A guerra interna do PSL entre bolsonaristas e bivaristas terá mais desdobramentos neste início de ano legislativo. A avaliação da deputada Carla Zambelli (PSL-SP), uma das principais defensoras de Jair Bolsonaro, é que a direção da legenda expulse ela e os deputados Carlos Jordy (PSL-RJ) e Filipe Barros (PSL-PR) nas próximas semanas.

A exclusão dos três nomes abre caminho para a ala bivarista emplacar a deputada Joice Hasselmann (SP) na liderança do partido.

“A gente sabe que para tirar o Eduardo Bolsonaro da liderança a única forma de conseguirem isso é a expulsão da gente [bolsonaristas], de alguns de nós, para voltar a ter maioria”, disse ao Congresso em Foco na sessão de abertura do Congresso nesta segunda-feira (3).

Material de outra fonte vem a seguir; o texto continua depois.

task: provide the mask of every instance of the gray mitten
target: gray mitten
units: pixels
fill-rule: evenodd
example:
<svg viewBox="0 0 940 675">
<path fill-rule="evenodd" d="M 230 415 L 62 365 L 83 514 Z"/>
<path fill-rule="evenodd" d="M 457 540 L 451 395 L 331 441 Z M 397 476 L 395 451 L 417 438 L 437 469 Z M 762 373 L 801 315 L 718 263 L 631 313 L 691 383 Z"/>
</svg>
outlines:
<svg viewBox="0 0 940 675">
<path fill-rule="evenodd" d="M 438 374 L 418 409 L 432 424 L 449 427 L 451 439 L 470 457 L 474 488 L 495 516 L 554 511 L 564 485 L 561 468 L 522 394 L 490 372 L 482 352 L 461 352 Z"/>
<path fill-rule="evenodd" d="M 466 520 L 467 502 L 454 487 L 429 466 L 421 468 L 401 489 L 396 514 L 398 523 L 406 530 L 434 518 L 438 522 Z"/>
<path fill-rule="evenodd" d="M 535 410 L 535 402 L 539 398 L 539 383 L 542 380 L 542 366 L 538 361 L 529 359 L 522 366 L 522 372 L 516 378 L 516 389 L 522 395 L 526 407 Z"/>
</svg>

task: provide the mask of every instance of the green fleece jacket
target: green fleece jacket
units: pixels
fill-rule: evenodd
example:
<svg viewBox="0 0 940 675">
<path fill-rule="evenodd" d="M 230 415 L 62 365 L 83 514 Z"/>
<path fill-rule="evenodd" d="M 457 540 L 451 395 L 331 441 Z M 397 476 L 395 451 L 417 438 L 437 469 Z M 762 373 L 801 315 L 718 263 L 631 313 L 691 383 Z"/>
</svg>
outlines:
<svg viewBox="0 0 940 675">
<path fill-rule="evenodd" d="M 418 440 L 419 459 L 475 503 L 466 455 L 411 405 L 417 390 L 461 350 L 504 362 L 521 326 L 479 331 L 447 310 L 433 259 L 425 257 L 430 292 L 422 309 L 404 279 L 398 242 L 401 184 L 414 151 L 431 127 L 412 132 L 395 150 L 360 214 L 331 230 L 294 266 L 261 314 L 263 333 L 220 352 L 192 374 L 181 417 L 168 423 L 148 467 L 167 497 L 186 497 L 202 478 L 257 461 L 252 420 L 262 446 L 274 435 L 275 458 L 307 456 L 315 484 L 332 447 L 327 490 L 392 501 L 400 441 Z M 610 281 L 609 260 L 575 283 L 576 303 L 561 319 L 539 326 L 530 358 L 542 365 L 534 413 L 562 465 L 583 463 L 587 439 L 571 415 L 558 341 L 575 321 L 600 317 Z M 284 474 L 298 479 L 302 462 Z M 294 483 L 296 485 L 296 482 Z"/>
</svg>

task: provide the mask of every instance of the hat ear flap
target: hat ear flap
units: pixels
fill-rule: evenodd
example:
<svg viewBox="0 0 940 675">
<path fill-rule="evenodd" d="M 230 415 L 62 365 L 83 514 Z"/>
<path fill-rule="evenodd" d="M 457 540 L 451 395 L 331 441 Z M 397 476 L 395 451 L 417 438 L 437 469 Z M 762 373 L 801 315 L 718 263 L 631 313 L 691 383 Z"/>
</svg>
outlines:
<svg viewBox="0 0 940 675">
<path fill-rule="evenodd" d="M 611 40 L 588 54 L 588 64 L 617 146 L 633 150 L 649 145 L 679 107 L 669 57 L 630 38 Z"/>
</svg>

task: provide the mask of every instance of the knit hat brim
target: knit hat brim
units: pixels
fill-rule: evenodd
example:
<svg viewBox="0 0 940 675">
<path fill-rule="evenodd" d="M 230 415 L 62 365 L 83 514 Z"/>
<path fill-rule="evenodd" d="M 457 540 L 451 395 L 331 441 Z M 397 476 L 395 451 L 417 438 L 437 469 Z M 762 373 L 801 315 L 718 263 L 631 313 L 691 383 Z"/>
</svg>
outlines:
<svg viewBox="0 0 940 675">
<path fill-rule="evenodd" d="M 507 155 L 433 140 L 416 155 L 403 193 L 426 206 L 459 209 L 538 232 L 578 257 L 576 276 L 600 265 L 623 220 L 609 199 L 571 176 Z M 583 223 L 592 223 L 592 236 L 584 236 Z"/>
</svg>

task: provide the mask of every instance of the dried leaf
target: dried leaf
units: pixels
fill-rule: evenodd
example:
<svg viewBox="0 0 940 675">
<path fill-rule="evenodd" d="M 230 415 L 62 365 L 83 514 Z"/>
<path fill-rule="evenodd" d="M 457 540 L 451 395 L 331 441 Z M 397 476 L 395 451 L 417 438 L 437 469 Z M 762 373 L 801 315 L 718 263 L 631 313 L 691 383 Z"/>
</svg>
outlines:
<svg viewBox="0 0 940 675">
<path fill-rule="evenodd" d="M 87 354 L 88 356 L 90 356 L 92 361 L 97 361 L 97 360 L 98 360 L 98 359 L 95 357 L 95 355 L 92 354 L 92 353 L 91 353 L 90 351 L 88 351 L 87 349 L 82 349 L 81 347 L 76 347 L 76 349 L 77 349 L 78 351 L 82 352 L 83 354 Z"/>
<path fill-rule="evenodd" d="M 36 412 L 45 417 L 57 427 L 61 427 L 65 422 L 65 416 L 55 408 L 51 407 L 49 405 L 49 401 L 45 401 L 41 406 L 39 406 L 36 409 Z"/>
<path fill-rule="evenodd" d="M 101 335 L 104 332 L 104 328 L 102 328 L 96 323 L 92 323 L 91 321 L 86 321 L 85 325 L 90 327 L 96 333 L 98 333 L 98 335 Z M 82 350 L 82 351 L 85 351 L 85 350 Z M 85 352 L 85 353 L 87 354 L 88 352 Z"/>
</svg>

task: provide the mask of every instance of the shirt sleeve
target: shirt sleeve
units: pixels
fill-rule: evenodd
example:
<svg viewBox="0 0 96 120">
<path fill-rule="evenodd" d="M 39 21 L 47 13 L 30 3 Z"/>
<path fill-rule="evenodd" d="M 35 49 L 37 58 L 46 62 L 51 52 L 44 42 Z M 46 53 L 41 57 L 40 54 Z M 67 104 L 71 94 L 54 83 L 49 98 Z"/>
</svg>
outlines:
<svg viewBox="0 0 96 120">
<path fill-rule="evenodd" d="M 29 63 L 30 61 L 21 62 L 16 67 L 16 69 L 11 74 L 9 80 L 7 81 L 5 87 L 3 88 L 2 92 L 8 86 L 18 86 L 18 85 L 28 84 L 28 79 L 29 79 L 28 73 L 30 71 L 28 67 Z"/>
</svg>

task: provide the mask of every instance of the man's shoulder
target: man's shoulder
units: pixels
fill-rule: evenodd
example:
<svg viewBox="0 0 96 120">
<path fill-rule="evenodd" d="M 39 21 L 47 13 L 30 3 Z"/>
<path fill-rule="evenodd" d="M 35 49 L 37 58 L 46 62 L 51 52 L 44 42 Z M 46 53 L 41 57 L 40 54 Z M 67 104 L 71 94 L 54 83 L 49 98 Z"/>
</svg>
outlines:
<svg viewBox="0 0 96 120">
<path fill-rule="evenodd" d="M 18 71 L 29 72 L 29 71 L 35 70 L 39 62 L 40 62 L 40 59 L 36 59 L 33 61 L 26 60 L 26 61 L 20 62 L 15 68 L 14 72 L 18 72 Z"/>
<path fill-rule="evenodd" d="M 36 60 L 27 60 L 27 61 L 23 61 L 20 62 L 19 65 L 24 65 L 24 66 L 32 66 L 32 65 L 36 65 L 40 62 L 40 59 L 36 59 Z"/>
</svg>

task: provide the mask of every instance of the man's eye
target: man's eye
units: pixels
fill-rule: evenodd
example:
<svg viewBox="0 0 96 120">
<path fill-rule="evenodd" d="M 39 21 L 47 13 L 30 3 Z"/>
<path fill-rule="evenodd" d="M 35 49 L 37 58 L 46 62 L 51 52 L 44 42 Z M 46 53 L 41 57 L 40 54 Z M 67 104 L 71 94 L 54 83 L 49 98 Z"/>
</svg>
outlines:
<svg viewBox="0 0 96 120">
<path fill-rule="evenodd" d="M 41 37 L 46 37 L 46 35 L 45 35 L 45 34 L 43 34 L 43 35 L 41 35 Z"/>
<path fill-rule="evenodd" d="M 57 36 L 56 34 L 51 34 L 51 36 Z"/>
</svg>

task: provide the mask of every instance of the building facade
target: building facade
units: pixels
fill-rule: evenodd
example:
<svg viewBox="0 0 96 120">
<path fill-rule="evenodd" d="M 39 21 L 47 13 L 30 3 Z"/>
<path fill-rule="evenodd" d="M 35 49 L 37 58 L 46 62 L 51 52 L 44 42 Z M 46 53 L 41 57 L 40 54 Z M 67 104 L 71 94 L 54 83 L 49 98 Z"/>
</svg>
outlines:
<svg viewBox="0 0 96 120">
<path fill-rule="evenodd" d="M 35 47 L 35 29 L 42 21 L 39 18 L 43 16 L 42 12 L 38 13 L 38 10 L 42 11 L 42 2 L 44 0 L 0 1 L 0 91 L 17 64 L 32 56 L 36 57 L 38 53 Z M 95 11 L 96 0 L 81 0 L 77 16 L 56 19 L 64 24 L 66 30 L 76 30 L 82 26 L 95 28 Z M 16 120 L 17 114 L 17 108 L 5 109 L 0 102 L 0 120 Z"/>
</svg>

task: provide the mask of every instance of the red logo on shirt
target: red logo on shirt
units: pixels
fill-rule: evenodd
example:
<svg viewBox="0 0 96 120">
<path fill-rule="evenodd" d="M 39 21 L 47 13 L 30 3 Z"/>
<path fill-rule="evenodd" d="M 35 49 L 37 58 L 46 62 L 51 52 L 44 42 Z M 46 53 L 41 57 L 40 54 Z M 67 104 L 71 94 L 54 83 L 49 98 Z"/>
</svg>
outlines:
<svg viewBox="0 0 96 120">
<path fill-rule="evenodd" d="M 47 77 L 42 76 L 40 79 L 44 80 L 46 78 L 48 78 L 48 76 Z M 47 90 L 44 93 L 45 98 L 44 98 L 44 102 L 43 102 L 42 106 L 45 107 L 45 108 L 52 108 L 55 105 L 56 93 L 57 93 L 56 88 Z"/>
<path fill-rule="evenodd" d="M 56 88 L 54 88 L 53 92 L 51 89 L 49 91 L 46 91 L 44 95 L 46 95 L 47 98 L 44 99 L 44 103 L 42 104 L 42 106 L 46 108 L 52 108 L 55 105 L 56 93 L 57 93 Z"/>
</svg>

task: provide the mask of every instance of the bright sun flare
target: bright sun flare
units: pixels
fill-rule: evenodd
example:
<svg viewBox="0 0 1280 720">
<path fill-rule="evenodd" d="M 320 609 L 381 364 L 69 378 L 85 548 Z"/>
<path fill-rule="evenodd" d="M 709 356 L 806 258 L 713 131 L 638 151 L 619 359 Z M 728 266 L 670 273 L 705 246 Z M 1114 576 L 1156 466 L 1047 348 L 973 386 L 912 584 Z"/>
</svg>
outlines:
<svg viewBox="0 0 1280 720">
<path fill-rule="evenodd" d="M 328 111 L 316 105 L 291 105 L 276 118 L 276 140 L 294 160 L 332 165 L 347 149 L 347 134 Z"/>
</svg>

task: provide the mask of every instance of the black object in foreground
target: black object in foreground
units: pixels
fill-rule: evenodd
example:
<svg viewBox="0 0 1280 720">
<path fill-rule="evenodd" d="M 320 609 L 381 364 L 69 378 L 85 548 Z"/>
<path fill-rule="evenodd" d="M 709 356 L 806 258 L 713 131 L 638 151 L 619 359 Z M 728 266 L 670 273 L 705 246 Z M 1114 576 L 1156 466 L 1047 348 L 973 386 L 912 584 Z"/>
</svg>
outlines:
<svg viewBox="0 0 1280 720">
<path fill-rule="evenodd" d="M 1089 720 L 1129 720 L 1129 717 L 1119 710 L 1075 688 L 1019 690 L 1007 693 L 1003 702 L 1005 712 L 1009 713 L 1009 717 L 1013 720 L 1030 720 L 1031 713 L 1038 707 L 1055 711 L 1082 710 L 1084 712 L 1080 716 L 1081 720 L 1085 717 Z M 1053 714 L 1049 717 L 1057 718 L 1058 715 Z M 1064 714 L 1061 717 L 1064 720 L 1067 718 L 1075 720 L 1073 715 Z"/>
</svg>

O vice-presidente nacional do PSL, deputado Júnior Bozzella (SP), citou os trâmites já abertos de punição contra os deputados que vão para o Aliança pelo Brasil.

"O processo ainda corre internamente e está sob avaliação do Conselho de Ética e depois será analisado pela Executiva Nacional e pelo Diretório Nacional do partido".

De acordo com ele, o nome bivarista para liderança continua o mesmo: “está mantido a Joice como a gente terminou o ano, era a Joice como a expectativa de ser a líder do partido”.

No início de dezembro, o comando do PSL suspendeu Eduardo e outros 13 deputados. Os bolsonaristas, no entanto, conseguiram na Justiça suspender a decisão, o que permitiu a volta do filho do presidente à liderança, cargo que ele havia perdido para Joice.